Monday, Mar. 21, 1932
Esthetic Piety
Can literature help the common man heavenward? It did once, when art was worshipful. Last week The Christian Century considered the state of the church's once potent ally, religious drama. Much U. S. Protestant church drama, complained Professor Fred Eastman of Chicago Theological Seminary, is of low quality. There has been improvement in recent years. But U. S. churches must strive for results comparable to those of the religious dramas of Aeschylus, Sophocles and Euripides; or the Canterbury Cathedral play written four years ago by John Masefield, with music by Gustav Holst.
Professor Eastman quoted the late Professor Gerald Birney Smith: "Protestantism has suddenly become conscious of the inartistic quality of many phases of its portrayal of religion. . . . If Protestantism is worth preserving it can be preserved only as it shall be made as obviously dignified and worthy as Catholicism. But this dignifying of Protestantism cannot be a mere imitation. . . ." Poetry Society. Catholicism is well aware that it is "dignified and worthy." Like Author Ludwig Lewisohn (see p. 55) it knows that poems as well as masses save souls. There is in the U. S. a Catholic Writers Guild. Last year there was founded the Catholic Poetry Society of America. All poets and those interested in poetry (including non-Catholics whose works are sympathetic with Catholic principles) may join as General Members. More selective are divisions of Executive Members and Academy Members whose number (self-perpetuating) is limited to 33. President of the Society is President Charles Leo O'Donnell of the University of Notre Dame; vice presidents include Agnes Repplier, Aline Kilmer, Theodore Maynard. Last month the Catholic Poetry Society adopted a constitution, last week in Manhattan held its first public meeting. The Society's headquarters are next door to those of America, urbane Jesuit weekly whose literary editor, Father Francis Talbot. S. J., is chaplain to the Society. A onetime English teacher at Boston University, Father Talbot helped found the Catholic Book Club which selects secular books for the faithful to read. This month he is to publish a book of plays. Shining in the Dark.
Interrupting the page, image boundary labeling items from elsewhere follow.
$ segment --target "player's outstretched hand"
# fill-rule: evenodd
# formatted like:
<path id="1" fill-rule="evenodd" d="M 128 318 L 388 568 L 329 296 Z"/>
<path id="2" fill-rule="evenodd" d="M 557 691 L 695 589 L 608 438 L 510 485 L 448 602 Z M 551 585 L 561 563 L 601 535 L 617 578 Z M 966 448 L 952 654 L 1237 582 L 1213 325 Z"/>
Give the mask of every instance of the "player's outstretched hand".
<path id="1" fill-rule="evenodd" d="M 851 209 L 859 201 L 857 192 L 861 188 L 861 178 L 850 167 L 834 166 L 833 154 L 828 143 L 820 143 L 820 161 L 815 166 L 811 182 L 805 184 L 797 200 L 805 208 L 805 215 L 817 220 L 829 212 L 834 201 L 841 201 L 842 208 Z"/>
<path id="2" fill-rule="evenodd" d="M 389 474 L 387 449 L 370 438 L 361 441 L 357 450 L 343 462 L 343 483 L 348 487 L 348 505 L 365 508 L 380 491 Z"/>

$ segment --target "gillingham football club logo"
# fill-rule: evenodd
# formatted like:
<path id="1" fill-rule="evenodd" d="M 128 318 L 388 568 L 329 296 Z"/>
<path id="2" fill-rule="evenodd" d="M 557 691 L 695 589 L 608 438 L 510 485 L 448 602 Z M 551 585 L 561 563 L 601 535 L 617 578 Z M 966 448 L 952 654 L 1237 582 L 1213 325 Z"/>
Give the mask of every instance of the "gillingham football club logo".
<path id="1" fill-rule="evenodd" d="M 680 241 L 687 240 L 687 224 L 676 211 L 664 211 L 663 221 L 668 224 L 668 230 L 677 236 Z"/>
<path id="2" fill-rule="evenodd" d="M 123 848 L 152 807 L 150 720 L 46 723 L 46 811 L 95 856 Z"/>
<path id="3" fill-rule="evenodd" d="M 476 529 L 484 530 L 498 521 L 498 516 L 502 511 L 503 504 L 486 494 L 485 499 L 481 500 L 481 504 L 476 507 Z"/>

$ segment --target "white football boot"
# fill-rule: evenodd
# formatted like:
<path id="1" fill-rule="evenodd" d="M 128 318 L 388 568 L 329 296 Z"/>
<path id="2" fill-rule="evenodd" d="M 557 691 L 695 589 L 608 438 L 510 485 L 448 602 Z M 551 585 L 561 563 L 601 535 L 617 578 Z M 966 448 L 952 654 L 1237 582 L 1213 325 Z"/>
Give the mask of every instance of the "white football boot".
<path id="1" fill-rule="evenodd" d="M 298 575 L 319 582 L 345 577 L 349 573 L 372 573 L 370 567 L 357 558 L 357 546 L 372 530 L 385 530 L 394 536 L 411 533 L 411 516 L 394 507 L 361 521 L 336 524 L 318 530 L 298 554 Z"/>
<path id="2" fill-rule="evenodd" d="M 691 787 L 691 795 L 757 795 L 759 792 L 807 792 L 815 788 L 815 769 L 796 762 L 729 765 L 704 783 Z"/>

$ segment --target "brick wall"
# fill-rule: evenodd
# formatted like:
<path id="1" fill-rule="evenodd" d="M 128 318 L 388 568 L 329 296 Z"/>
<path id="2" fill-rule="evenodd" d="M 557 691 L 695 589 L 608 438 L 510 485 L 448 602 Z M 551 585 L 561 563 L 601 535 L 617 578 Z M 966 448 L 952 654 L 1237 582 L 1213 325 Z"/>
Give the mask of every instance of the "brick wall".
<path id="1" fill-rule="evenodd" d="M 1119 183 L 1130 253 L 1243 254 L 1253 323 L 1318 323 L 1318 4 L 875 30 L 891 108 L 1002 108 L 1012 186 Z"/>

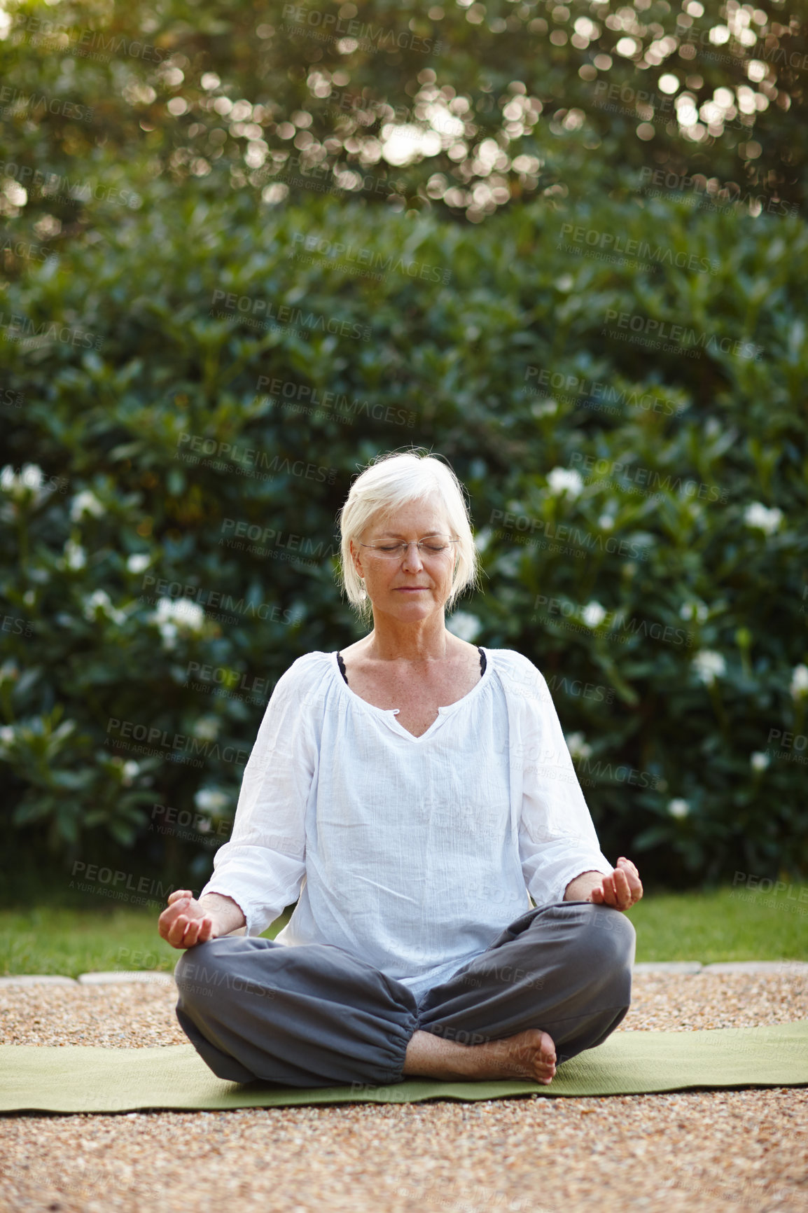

Purity & Authenticity. Best current exposition of the Church's view of literature was in last week's America, in the weekly page "With Scrip and Staff" signed by The Pilgrim (a title shared by various members of the staff). Said The Pilgrim: "That we need Catholic poetry today, there is no shadow of doubt. The Church will be, as she always is, Catholic and Holy without poetry, as with it. But her holiness will not shine, her catholicity will not move the great tides of human emotion unsung as much as if spoken in verse. . . . More souls have been saved by the Dies Irae; the Lauda Sion; or the Veni Sancte Spiritus than by any sermon yet preached. . . . But . . . the non-Catholic civilization in which we live does not of itself provide a setting for Catholic thoughts. We lack that web of associations with things holy, things charitable or just or spiritually awe-inspiring which mark a Catholic civilization. . . . The Poetry Society has the opportunity to pick out just those great common things in our American life which, though meaningless to the generality, are yet full of meaning to those who have but a moderate degree of insight, a casual acquaintance with Catholic history, a slight knowledge of Catholic doctrine and its implications. . . . The Catholic poetic group . . . will lay their hands upon those elements in our American life which will show forth the Catholic view of life even to the generality, to the non-Catholic, to the spiritually illiterate, to the infidel. . . . Such work is essentially group work. The fact that the group is somewhat lonely, as compared with our Literary Guilds and Best Seller poets, adds to the difficulty, but ensures purity and authenticity of product in the end."
Ave Maria & Limericks. It is perhaps Notre Dame's misfortune that her fame is chiefly in football, that her President O'Donnell is known (to the masses perhaps not even by name) mainly as a eulogizer of the late coach Knute Kenneth Rockne. Father O'Donnell has done other things. Born in Greenfield, Ind. 47 years ago, he was graduated from Notre Dame in 1906. Later he studied at Holy Cross College and Harvard, was ordained in the Congregation of the Holy Cross of which he is now Assistant Superior General. Father O'Donnell was chaplain to the A. E. F. in 1918-19. A professor of English literature at Notre Dame, he became president in 1928.
Smallish, precise, bespectacled, Father O'Donnell is known to a discerning few as a sensitive, delicate poet. Many U. S. Catholics think him too good to be a college president. He is an editor of Ave Maria, founded at Notre Dame in 1875 with a gift from the late Empress Eugenie. Besides writing Catholic verse (The Dead Musician, Cloister, A Rime of the Rood). Father O'Donnell plays bridge, amuses himself composing limericks.